Les prestataires de services, y compris bancaires et de santé, ont également adopté des modèles de sectorisation du marché similaires ciblant les BdP. Ceci leur permet ainsi de bénéficier de flux de clientèle élevés dans les zones à faible revenu densément peuplées. Ces modèles de distribution sont ancrés dans les savoirs locaux et dans des réseaux sociaux solides.
Une autre approche inclusive adoptée par les entreprises est celle de l’emploi. Il est prouvé qu’en moyenne plus de 60 % des employés de la BdP sont des jeunes, engagés de manière permanente ou temporaire. Les femmes sont également engagées en tant qu’employées, le plus souvent de façon non permanente. En règle générale, le revenu mensuel des jeunes bénéficiaires semble avoir doublé au cours des trois dernières années. Les femmes engagées dans des entreprises inclusives ont également connu, en moyenne, une augmentation de leurs revenus au fil des ans et ont contribué aux dépenses mensuelles du ménage.
Les interventions de l’OCDE et du G20 pour promouvoir l’inclusion semblent pertinentes pour un pays en développement comme le Kenya où les entreprises inclusives sont confrontées à des contraintes technologiques, financières et de compétences, en particulier lorsque les personnes de la BdP sont engagées en tant que fournisseurs ou distributeurs. Ces cadres fournissent des lignes directrices sur la manière de promouvoir l’inclusion tout en atténuant les contraintes.
Le Cadre d’action politique de l’OCDE pour la croissance inclusive, par exemple, établit des réponses et des instruments politiques que les gouvernements peuvent adopter pour renforcer la croissance inclusive. Certaines de ces réponses comprennent l’investissement dans les soins de santé, l’éducation, le logement, les infrastructures et la gestion des ressources naturelles pour tous. Elles comprennent également la promotion de marchés du travail inclusifs afin d’améliorer l’accès à des emplois de qualité, en particulier pour les groupes sous-représentés, ainsi que l’intégration de l’équité et de l’inclusion dans la conception des politiques.
De même, la promotion de politiques d’inclusion dans le Cadre d’entreprise inclusif du G20 est l’une des missions du gouvernement. Les autres missions comprennent la promotion d’objectifs en faveur des plus pauvres dans les contrats gouvernementaux tels que l’utilisation d’incitations et de réglementations pour promouvoir des approches commerciales inclusives, ainsi que le renforcement des opportunités de formation professionnelle.

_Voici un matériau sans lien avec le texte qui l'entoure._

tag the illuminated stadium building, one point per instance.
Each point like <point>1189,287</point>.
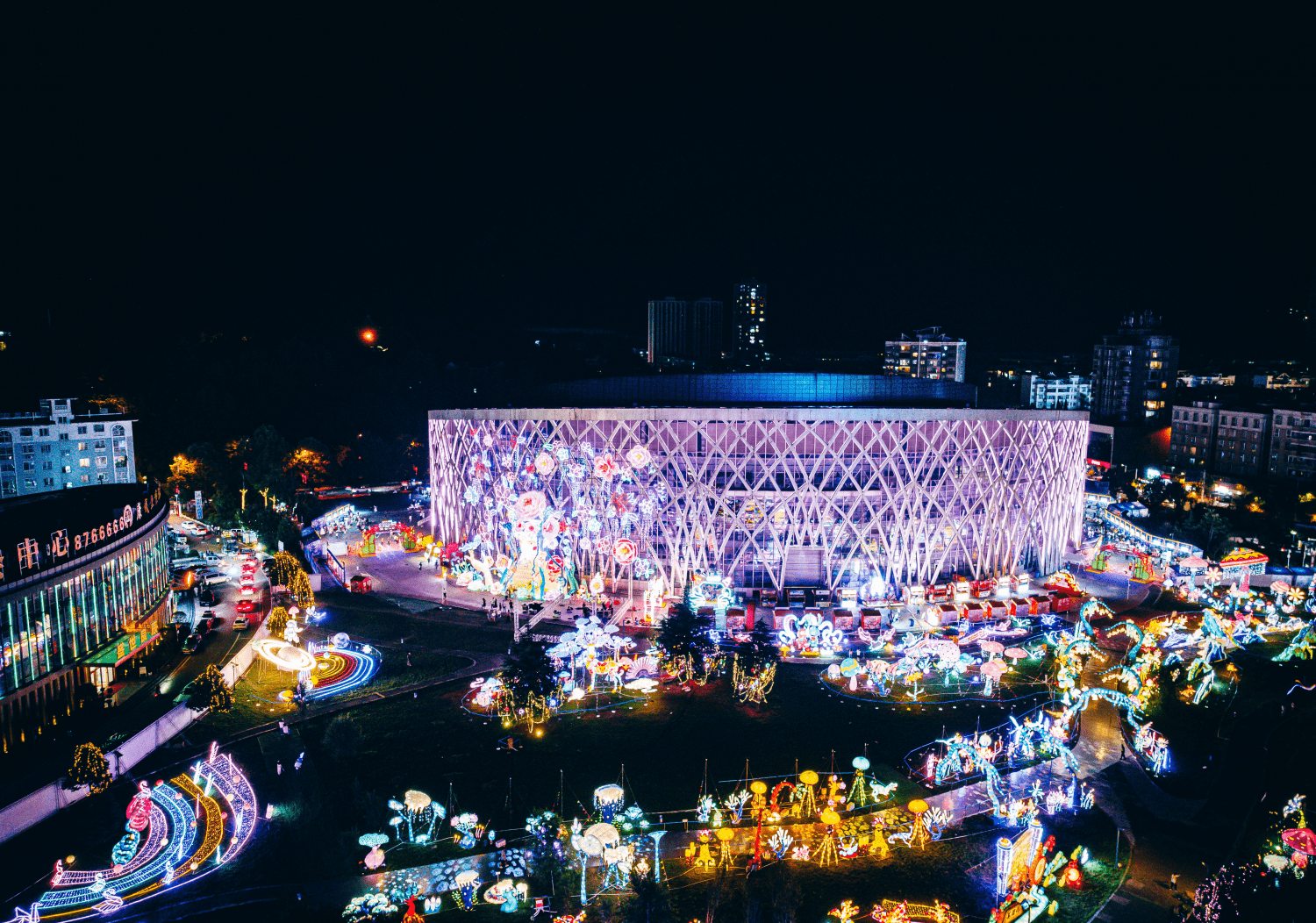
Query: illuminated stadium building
<point>84,589</point>
<point>776,481</point>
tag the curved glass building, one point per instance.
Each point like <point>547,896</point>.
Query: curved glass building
<point>823,485</point>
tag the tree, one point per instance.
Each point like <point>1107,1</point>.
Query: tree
<point>300,589</point>
<point>529,672</point>
<point>1213,533</point>
<point>761,649</point>
<point>89,768</point>
<point>276,622</point>
<point>283,565</point>
<point>342,738</point>
<point>310,462</point>
<point>211,691</point>
<point>649,901</point>
<point>683,638</point>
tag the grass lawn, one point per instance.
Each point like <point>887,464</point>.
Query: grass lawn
<point>663,749</point>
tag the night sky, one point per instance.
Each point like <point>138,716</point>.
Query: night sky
<point>453,178</point>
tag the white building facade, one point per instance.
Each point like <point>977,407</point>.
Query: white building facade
<point>55,449</point>
<point>1071,392</point>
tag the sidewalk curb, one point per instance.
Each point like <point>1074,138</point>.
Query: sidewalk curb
<point>1128,867</point>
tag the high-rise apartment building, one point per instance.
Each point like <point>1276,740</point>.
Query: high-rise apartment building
<point>1053,392</point>
<point>926,354</point>
<point>684,331</point>
<point>1134,373</point>
<point>749,328</point>
<point>1205,436</point>
<point>1292,445</point>
<point>55,449</point>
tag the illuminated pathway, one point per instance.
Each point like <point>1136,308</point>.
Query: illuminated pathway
<point>1098,748</point>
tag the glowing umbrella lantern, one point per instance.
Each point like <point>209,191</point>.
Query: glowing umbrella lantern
<point>1302,841</point>
<point>375,857</point>
<point>468,884</point>
<point>919,835</point>
<point>608,799</point>
<point>1276,862</point>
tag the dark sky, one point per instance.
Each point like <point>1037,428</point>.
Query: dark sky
<point>453,176</point>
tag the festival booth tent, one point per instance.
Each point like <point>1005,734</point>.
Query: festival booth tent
<point>1191,567</point>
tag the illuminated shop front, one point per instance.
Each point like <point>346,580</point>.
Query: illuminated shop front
<point>84,586</point>
<point>847,498</point>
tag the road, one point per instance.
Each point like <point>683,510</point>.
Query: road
<point>224,641</point>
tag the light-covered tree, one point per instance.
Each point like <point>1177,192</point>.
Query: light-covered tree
<point>211,691</point>
<point>299,585</point>
<point>89,768</point>
<point>276,622</point>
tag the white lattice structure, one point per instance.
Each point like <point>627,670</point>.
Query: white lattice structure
<point>771,497</point>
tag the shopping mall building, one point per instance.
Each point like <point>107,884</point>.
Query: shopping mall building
<point>84,588</point>
<point>855,485</point>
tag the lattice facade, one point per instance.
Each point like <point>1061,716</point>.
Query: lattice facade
<point>771,497</point>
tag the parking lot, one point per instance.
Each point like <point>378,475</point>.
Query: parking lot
<point>221,641</point>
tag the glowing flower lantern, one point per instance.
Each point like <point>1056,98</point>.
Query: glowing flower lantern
<point>805,791</point>
<point>466,888</point>
<point>1302,841</point>
<point>624,551</point>
<point>531,504</point>
<point>919,835</point>
<point>826,851</point>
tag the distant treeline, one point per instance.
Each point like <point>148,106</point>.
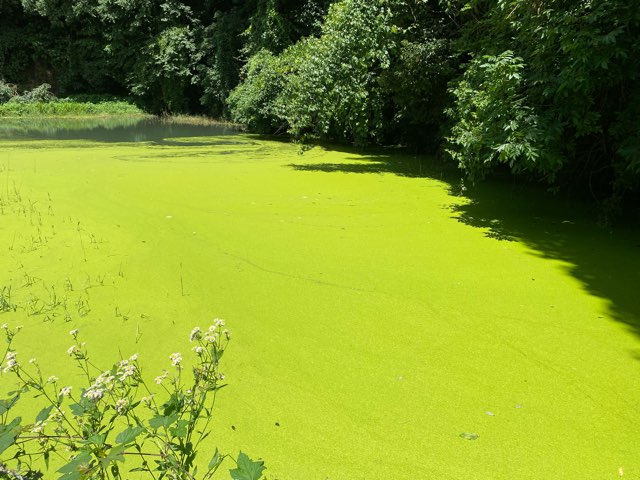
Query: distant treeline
<point>543,88</point>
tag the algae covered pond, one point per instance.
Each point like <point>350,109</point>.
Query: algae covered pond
<point>384,327</point>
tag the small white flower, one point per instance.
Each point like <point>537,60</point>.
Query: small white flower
<point>127,371</point>
<point>195,334</point>
<point>38,428</point>
<point>122,405</point>
<point>94,393</point>
<point>211,337</point>
<point>176,359</point>
<point>12,363</point>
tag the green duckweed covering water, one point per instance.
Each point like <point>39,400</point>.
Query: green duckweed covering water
<point>384,328</point>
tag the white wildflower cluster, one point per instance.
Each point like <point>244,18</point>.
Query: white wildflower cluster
<point>58,416</point>
<point>198,349</point>
<point>12,363</point>
<point>94,393</point>
<point>218,322</point>
<point>195,334</point>
<point>159,379</point>
<point>126,370</point>
<point>211,336</point>
<point>121,406</point>
<point>176,359</point>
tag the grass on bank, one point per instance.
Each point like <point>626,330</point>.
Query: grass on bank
<point>68,107</point>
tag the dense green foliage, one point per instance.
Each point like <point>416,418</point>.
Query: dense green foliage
<point>40,101</point>
<point>546,88</point>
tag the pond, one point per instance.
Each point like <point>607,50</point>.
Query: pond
<point>385,326</point>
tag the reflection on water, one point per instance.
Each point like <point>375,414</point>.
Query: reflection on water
<point>107,129</point>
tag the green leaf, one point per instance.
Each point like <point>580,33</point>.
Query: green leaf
<point>160,421</point>
<point>71,470</point>
<point>77,409</point>
<point>180,430</point>
<point>6,404</point>
<point>247,468</point>
<point>9,435</point>
<point>44,414</point>
<point>215,461</point>
<point>129,435</point>
<point>114,455</point>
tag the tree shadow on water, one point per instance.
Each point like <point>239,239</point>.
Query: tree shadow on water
<point>605,261</point>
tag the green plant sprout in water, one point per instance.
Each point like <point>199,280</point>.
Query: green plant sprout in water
<point>117,420</point>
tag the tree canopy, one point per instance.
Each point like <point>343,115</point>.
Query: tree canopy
<point>544,88</point>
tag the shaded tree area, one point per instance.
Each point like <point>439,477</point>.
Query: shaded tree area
<point>544,89</point>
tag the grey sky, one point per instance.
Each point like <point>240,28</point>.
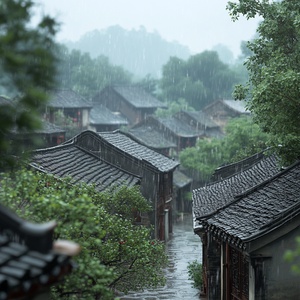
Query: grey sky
<point>198,24</point>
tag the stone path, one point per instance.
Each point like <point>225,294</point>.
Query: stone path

En outre, le G20 définit le rôle des entreprises inclusives comme l’élargissement de l’engagement des entreprises auprès de la BdP, l’amélioration de l’accès aux ressources financières pour les personnes issues de la BdP et le développement de leurs capacités.
En résumé, les entreprises inclusives offrent des solutions cruciales et durables aux défis sociaux. Mais il existe certaines contraintes auxquelles le gouvernement et le secteur privé peuvent s’attaquer de manière innovante.